You know when you are in a restaurant, a waiter places your plate in front of you and says, "Be careful, it's very hot" and you then just have to check they are telling the truth? Well, the 'ouch!' you feel is how hot off the press this bulletin is today.
About ten minutes ago ministers stepped over three empty party sevens in the foyer of No 10 and emerged to announce that the Government will launch a £3 billion-a-year loan guarantee scheme to replace a broad set of emergency financial support measures brought in to help businesses during the pandemic. That's good, as we know how successful and targeted the last versions of Government backed loans were and most of us will be paying for others' fraud until we die (except those who have spent their Bounceback loans and CBILs on being cryogenically frozen and coming back once the cost of living squeeze is over to spend their thousands).
It is something of a relief to hear that the new loans will come with tighter requirements for borrowers, compared to the easily accessible funds available during the Covid crisis.

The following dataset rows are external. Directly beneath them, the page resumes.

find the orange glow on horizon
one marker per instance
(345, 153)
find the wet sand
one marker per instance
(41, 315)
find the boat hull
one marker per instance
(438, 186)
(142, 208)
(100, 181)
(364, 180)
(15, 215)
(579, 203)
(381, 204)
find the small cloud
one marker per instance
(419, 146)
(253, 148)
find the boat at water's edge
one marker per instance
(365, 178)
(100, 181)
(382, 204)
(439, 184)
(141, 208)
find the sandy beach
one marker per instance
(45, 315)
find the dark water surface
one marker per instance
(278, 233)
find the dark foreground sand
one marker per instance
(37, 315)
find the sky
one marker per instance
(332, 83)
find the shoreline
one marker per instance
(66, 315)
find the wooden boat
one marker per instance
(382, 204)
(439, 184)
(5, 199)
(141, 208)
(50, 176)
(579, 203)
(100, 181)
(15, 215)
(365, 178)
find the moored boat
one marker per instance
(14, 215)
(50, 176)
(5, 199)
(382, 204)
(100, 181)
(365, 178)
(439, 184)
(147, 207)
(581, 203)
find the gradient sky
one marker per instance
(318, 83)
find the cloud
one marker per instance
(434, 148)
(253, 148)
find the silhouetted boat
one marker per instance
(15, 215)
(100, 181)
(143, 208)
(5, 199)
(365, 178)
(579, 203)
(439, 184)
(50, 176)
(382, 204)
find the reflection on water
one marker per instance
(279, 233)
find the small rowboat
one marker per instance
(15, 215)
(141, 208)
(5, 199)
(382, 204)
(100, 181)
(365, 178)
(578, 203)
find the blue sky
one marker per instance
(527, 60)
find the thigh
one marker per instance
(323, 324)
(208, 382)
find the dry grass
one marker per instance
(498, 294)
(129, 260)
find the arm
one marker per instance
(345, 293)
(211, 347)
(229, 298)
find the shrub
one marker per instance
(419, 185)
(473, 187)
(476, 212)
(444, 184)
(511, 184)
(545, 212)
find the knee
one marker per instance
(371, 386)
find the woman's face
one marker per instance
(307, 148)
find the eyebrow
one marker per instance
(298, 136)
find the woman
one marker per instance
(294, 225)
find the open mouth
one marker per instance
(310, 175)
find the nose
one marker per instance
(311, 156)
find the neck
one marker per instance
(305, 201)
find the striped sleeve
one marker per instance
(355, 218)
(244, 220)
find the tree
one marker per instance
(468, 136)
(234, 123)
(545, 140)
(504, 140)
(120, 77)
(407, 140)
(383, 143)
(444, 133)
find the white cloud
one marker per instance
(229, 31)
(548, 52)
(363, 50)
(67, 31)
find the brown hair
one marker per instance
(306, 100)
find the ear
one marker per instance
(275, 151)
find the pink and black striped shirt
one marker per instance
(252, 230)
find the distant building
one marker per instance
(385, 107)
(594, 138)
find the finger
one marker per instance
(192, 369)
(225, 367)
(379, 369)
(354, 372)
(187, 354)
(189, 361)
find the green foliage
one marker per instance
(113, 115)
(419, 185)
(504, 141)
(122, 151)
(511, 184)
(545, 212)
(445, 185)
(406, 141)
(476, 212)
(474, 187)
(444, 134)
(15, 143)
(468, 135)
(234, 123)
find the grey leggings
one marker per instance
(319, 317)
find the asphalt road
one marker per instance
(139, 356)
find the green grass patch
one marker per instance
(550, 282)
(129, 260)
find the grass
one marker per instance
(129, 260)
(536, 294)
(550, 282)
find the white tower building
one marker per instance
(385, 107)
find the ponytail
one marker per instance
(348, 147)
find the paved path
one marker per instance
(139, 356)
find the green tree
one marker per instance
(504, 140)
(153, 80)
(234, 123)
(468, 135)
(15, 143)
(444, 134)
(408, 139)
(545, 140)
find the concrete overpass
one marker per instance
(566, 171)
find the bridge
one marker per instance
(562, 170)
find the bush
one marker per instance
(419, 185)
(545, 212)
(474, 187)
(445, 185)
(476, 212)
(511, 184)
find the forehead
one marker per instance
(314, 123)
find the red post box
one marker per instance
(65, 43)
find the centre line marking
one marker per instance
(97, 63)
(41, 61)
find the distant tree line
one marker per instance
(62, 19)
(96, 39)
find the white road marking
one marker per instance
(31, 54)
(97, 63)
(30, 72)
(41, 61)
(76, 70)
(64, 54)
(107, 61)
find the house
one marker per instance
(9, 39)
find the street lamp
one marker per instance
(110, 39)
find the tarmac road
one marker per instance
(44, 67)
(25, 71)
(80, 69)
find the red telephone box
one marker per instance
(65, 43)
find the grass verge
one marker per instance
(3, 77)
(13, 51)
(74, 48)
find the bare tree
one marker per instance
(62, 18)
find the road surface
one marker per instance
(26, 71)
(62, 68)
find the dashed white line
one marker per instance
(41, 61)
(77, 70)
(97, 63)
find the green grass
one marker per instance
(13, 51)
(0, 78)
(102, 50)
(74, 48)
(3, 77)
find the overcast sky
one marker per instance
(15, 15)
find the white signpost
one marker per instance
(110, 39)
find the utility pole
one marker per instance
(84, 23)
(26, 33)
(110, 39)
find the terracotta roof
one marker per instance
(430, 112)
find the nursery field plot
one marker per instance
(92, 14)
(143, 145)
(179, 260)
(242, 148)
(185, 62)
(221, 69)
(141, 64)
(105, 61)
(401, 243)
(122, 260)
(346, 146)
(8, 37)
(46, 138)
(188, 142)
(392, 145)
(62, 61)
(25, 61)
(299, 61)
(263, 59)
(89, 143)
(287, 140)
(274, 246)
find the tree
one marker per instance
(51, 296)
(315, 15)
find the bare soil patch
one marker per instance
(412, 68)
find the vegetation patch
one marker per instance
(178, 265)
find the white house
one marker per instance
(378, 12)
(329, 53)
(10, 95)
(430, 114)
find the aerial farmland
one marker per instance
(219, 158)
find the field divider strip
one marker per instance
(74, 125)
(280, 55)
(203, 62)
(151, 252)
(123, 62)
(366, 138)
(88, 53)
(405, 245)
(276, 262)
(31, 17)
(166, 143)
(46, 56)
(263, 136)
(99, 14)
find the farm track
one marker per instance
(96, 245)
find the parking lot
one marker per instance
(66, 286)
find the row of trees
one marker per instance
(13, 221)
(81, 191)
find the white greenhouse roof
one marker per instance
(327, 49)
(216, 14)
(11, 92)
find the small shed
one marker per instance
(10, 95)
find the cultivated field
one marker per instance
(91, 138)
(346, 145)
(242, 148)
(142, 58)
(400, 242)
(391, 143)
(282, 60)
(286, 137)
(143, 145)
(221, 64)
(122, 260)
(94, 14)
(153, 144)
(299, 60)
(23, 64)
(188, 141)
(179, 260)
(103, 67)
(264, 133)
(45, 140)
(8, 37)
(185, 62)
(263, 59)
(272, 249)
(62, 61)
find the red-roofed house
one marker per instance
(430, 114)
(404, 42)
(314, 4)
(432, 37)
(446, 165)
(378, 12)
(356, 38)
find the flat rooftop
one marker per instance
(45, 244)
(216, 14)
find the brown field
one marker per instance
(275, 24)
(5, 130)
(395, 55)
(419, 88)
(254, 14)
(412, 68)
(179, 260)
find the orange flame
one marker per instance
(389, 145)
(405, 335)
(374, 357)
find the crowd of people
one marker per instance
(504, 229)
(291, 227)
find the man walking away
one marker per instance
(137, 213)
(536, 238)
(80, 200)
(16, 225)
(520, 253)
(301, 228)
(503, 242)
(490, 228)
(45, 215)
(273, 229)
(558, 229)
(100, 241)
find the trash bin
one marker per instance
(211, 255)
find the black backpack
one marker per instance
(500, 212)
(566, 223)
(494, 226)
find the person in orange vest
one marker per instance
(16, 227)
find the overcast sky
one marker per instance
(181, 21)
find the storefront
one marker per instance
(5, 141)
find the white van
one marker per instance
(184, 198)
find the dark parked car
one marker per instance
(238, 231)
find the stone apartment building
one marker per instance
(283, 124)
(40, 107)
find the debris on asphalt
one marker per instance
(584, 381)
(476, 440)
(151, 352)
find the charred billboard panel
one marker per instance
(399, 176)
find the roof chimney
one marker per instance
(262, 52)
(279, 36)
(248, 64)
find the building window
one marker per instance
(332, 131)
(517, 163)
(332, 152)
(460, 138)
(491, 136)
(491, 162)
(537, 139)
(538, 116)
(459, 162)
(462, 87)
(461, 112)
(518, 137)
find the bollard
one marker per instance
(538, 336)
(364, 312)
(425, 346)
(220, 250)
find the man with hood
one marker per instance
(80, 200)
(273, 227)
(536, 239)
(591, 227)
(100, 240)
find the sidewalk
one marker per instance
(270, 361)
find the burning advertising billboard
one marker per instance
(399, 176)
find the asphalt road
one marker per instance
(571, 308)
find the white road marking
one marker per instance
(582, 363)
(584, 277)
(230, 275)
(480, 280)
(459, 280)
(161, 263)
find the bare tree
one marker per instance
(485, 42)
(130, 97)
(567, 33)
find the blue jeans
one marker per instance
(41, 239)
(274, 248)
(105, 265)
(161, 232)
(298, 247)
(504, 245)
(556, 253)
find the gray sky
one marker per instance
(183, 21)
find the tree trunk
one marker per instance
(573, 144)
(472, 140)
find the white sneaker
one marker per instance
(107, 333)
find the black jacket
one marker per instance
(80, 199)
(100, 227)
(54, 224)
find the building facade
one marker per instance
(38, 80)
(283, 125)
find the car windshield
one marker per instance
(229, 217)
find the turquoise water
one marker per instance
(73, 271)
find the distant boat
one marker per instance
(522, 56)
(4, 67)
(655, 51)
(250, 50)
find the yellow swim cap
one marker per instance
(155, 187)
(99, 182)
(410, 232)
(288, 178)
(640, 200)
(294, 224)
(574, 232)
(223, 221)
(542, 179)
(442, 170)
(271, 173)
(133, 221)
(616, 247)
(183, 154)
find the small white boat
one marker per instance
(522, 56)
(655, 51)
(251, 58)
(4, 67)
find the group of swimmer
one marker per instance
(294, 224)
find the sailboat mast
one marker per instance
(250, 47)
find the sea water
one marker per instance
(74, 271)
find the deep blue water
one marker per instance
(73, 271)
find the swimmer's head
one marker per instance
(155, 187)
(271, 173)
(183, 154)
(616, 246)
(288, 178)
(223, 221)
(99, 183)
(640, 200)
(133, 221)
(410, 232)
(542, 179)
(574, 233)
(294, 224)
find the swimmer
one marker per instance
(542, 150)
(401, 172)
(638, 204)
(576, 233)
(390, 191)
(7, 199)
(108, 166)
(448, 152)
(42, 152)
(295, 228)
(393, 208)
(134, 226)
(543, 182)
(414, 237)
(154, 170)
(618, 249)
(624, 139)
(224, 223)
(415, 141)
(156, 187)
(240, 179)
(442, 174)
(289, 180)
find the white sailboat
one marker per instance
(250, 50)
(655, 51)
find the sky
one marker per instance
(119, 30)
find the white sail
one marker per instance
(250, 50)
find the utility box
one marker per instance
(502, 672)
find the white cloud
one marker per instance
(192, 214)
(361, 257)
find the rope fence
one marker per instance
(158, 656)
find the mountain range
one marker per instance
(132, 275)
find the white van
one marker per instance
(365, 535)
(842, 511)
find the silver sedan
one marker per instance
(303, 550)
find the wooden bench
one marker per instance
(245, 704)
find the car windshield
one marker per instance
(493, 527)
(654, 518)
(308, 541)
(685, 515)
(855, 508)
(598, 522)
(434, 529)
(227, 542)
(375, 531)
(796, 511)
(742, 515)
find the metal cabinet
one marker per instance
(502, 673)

We hear that you now have to be able to sign your name and not have been disqualified as a director in the last three months.
The existing recovery loan scheme ends on 30 June and it seemed for a while as if small businesses would be left scratching their heads, or a card bought in a supermarket, for more funding at what is increasingly realised as being 'a very hard time'. The ink is still wet on the outline of the new scheme, but it seems likely that the Government guarantee is likely to be set at 70 per cent of the value of the loan, according to people with knowledge of the plan and who owe Billy money.
Unlike comparable support packages launched during the pandemic, the policy will set a cap of £3 billion the amount banks are able to lend through the scheme in a single year and lenders are expected to offer loan guarantees of up to £2 million to businesses under the plans.
Everyone is looking at banks and how close their hands are to the lever that will pull up the drawbridge on business lending. Anyone who runs an SME will tell you that, short of tears or threats, you have to be Elon Musk's sweet-natured niece to be offered business finance at the moment. This new scheme may prove to be the lifeline that many need.